I remember the peace, that it was over. Your struggle was done, you would never feel a moment's pain. My pain waited, patient. It would come, but for that time, it waited its turn.

I'm sorry, my little one. I cannot finish the story of your birth right now. I am too tired from writing what I've been afraid to write for so long. I love you Isaac. Never forget, everything we've done, every moment, was for you. Is for you.

Tuesday, November 3, 2009

Today

You should be here today.

I should be inside, keeping the house warmer than it probably needs to be. I should be crying because I still can't get you to latch on right, and carefully sitting on a doughnut pillow, trying not to worry about the couch. Your Daddy should be holding you with more confidence today. He should be looking at you with that adoring gaze that, until now, only I've gotten. He should be laughing at my mother, who would be fretting over exactly how many diapers she should change to be a perfect help without stepping on our toes. Our mothers should be telling stories about when we were babies and we should be making phone calls and facebook updates with pictures of our brand new son. We should be laughing and crying and most of all rejoicing in this little boy we all wanted so badly and loved so very much.

We should be.

But that's not what happened today. Today your Daddy woke me up to help him find a shirt to wear to work. Today he's supposed to call the genetic counselor for an update on all the testing they're doing on the bits of you and me they have. Today I got up and was out of instant coffee and milk, so pulled the bottle of diet pepsi your Daddy bought by accident to caffeinate myself.
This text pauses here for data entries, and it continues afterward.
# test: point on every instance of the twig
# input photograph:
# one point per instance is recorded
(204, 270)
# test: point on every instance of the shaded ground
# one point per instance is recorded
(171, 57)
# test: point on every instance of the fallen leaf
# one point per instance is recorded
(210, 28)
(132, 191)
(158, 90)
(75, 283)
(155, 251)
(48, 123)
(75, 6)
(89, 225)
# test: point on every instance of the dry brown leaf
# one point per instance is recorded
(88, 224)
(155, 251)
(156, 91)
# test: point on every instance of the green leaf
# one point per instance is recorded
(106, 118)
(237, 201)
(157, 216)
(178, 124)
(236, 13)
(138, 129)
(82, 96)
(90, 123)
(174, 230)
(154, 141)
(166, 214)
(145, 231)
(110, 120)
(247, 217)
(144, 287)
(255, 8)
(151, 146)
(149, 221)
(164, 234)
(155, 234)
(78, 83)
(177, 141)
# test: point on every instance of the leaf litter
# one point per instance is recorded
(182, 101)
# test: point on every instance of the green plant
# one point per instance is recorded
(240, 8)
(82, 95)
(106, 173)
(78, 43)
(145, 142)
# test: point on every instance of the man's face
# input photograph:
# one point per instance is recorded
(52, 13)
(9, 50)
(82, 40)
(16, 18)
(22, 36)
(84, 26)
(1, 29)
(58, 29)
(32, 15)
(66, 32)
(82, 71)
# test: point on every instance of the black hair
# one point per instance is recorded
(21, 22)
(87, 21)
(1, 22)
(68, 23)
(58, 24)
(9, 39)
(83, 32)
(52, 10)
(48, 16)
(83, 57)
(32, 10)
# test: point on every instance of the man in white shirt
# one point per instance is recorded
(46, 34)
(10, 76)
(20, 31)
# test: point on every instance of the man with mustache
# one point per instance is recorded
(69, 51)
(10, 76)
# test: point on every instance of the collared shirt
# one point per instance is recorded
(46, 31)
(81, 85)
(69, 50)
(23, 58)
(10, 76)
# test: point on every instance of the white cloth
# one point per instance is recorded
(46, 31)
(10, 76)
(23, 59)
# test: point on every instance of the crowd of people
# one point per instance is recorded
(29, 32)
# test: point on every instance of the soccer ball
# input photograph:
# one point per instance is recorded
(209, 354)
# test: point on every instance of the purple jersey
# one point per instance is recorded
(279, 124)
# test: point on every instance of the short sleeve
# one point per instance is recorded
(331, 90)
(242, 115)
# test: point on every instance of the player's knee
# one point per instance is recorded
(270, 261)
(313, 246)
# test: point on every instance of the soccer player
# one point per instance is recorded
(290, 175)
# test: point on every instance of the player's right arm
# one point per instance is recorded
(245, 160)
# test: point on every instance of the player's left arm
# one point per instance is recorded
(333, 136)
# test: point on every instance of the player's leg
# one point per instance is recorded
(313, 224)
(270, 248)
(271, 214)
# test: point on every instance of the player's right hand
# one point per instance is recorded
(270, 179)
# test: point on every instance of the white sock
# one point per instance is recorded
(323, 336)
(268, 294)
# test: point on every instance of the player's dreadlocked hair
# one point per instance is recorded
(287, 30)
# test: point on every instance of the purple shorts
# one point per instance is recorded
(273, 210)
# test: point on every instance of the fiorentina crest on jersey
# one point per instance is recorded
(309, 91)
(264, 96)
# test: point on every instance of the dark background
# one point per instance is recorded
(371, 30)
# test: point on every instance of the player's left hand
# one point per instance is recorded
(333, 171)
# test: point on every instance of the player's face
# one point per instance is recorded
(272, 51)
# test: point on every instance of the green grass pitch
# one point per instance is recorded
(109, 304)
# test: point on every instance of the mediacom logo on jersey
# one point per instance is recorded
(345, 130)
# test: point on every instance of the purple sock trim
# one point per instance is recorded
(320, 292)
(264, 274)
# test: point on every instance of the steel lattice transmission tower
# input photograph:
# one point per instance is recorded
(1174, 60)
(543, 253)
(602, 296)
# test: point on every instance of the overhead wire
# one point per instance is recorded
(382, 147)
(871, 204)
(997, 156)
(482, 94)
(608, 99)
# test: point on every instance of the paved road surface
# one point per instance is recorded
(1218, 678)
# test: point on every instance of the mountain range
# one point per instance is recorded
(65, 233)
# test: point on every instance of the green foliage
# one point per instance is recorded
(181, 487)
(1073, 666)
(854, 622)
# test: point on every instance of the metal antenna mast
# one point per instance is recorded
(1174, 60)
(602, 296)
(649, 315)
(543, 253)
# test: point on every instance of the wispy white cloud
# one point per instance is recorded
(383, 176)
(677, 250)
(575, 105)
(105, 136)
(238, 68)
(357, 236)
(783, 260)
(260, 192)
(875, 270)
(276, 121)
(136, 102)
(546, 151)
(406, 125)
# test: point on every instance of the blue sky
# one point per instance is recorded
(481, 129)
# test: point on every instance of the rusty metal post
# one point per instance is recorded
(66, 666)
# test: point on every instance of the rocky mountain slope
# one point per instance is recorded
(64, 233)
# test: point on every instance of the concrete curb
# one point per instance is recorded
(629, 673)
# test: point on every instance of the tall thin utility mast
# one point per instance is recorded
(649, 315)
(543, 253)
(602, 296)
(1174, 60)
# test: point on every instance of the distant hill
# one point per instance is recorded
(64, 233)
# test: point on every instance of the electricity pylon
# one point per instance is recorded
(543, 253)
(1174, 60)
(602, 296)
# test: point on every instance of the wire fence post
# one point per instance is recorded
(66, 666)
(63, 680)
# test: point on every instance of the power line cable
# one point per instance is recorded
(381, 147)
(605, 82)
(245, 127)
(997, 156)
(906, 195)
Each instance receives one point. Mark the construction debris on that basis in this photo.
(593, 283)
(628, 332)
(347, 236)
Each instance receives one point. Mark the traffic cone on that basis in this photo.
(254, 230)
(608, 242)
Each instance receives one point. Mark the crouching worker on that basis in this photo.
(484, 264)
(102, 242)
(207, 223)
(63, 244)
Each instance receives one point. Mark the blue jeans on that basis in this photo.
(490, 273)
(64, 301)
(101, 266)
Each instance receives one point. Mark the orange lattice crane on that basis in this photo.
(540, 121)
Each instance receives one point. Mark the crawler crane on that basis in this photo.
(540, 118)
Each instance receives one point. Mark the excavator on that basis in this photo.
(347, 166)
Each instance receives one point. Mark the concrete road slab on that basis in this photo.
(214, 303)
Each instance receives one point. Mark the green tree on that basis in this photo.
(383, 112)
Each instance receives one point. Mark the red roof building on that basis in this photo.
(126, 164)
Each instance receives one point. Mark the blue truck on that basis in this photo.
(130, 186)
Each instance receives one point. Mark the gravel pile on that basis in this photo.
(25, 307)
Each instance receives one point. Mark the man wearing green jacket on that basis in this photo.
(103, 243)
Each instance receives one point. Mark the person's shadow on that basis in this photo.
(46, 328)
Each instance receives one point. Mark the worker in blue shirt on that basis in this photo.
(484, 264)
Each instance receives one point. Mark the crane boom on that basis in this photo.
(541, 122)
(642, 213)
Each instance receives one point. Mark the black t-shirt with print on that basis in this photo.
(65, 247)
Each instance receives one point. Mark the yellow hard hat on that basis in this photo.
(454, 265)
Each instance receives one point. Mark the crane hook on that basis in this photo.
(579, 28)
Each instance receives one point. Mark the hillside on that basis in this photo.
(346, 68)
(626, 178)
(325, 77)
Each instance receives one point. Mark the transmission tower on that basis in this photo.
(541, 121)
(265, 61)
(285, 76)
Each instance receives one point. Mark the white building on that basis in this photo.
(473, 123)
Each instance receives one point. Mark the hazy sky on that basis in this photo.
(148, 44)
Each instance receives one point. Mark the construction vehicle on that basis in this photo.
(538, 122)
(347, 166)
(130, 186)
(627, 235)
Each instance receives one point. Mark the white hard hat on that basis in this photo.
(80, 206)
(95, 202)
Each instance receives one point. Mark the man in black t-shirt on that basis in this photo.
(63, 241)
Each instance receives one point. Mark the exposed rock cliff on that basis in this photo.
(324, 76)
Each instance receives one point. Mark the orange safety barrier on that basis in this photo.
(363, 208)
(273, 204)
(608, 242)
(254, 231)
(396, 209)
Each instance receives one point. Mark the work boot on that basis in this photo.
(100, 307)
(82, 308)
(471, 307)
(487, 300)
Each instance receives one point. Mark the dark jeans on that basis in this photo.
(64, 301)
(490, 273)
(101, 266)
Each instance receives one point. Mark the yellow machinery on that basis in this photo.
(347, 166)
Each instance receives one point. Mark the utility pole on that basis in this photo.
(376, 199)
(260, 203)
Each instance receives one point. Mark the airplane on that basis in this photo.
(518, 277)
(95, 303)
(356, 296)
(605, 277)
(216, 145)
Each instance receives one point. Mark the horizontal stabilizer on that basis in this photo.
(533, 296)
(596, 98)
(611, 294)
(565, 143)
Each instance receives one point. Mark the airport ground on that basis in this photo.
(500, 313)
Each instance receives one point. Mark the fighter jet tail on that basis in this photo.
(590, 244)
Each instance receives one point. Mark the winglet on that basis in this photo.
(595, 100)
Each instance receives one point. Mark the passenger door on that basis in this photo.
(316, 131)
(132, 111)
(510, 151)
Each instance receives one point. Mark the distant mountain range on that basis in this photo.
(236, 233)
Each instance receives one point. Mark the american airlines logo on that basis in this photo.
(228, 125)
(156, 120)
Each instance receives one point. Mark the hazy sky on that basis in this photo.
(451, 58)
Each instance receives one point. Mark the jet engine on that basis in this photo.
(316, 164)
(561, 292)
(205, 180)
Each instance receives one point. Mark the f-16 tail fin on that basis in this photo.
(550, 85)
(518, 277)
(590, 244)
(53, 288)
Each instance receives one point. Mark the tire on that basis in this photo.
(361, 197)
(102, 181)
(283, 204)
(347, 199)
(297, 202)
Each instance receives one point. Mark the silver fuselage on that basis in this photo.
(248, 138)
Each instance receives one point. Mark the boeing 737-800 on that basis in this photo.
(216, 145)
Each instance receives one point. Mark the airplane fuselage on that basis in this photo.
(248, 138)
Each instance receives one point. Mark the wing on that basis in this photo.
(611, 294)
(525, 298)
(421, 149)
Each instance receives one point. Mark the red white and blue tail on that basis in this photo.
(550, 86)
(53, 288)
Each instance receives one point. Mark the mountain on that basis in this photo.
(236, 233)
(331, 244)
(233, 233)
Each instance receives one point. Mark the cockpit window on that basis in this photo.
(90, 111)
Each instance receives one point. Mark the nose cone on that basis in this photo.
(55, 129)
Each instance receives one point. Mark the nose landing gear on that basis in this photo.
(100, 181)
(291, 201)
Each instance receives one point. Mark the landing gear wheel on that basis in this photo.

Today I bundled up in my warm fleece pajamas, in thick slippers and a hat, to sit shivering in the garage with my laptop so I can smoke at the same time I type. Today I will watch movies and do laundry, eat leftover pizza, and work on your baby book. Today I will smoke at least a pack of cigarettes.

There isn't anything wrong with the today I have. But it is so far removed from the today I want that it boggles my mind. Today my belly should be empty, but not my arms. Today I should hurt, but in my body not my heart. Today I should make milk, but it should be to feed you. Today I should cry, but they should be tears of joy.